NeuroMetrix (Cambridge, Massachusetts) has received CE mark approval for its NC-stat nerve conduction monitoring system. The NC-stat system is intended for diagnosis and monitoring of neuromuscular disorders of the hand and wrist, such as carpal tunnel syndrome. Available in the U.S. for about a year, the NC-stat systems consists of a hand-held monitor, a disposable biosensor and an information management system that generates what the company terms "a highly informative report." NeuroMetrix is a spin-off from the Harvard-MIT Division of Health Sciences and Technology. The company is developing noninvasive products for point-of-care testing of neuromuscular disorders.

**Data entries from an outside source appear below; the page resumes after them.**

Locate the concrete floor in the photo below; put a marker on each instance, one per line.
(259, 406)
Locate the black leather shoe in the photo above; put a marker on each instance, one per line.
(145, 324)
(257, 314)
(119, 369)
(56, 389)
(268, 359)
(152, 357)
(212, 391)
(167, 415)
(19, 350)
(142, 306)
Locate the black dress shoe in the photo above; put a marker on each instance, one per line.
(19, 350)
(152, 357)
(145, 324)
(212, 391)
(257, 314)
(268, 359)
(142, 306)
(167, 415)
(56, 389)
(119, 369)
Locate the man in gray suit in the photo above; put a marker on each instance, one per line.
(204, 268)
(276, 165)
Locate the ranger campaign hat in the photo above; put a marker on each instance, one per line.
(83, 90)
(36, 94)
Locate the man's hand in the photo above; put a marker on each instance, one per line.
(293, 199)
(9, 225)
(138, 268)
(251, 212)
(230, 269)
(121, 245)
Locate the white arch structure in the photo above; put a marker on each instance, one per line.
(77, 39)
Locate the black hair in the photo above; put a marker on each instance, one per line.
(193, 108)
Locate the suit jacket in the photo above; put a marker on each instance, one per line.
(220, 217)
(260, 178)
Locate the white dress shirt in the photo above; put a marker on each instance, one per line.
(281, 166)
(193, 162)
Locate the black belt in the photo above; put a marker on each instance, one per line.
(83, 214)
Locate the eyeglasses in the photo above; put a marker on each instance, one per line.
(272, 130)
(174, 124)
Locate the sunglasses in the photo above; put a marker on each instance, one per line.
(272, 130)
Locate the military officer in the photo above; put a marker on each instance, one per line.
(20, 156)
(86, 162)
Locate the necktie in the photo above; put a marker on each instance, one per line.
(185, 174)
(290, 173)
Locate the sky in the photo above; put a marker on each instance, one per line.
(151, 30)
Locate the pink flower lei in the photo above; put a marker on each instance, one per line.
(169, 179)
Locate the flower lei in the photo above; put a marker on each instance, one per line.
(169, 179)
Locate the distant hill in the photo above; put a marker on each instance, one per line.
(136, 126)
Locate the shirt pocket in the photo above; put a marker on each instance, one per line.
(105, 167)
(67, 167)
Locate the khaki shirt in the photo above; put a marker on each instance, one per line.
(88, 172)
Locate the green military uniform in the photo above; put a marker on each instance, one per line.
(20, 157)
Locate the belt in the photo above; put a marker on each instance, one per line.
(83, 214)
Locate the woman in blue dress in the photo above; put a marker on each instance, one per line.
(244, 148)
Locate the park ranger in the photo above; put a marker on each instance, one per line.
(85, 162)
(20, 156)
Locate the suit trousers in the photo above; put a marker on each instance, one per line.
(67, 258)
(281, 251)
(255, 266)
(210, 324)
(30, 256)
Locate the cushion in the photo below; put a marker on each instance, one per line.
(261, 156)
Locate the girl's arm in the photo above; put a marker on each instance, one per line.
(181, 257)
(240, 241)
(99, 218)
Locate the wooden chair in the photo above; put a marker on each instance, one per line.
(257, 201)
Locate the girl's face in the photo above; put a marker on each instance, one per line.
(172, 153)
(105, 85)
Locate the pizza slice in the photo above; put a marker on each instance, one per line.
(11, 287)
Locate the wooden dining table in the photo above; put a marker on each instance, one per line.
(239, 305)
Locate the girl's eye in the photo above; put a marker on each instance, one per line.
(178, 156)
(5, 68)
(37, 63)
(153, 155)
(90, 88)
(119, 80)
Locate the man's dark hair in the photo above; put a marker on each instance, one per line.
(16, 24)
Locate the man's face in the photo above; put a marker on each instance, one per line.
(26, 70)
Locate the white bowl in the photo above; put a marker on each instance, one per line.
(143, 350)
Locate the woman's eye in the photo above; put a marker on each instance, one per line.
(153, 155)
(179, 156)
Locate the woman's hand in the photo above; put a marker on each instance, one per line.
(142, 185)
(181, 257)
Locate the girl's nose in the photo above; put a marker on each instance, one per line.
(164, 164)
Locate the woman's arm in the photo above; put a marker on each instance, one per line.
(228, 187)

Symphonix Devices (San Jose, California) said the Ear, Nose, and Throat Medical Devices Advisory Panel of the FDA unanimously recommended that the company's Vibrant Soundbridge be approved for use in the U.S. The Vibrant Soundbridge is a semi-implantable device designed to treat moderate to severe sensorineural hearing loss, the most common form of hearing impairment. Symphonix is awaiting final FDA approval to begin commercial operations in the U.S. Symphonix Devices is a hearing management company that makes products for individuals who cannot benefit from current hearing technology.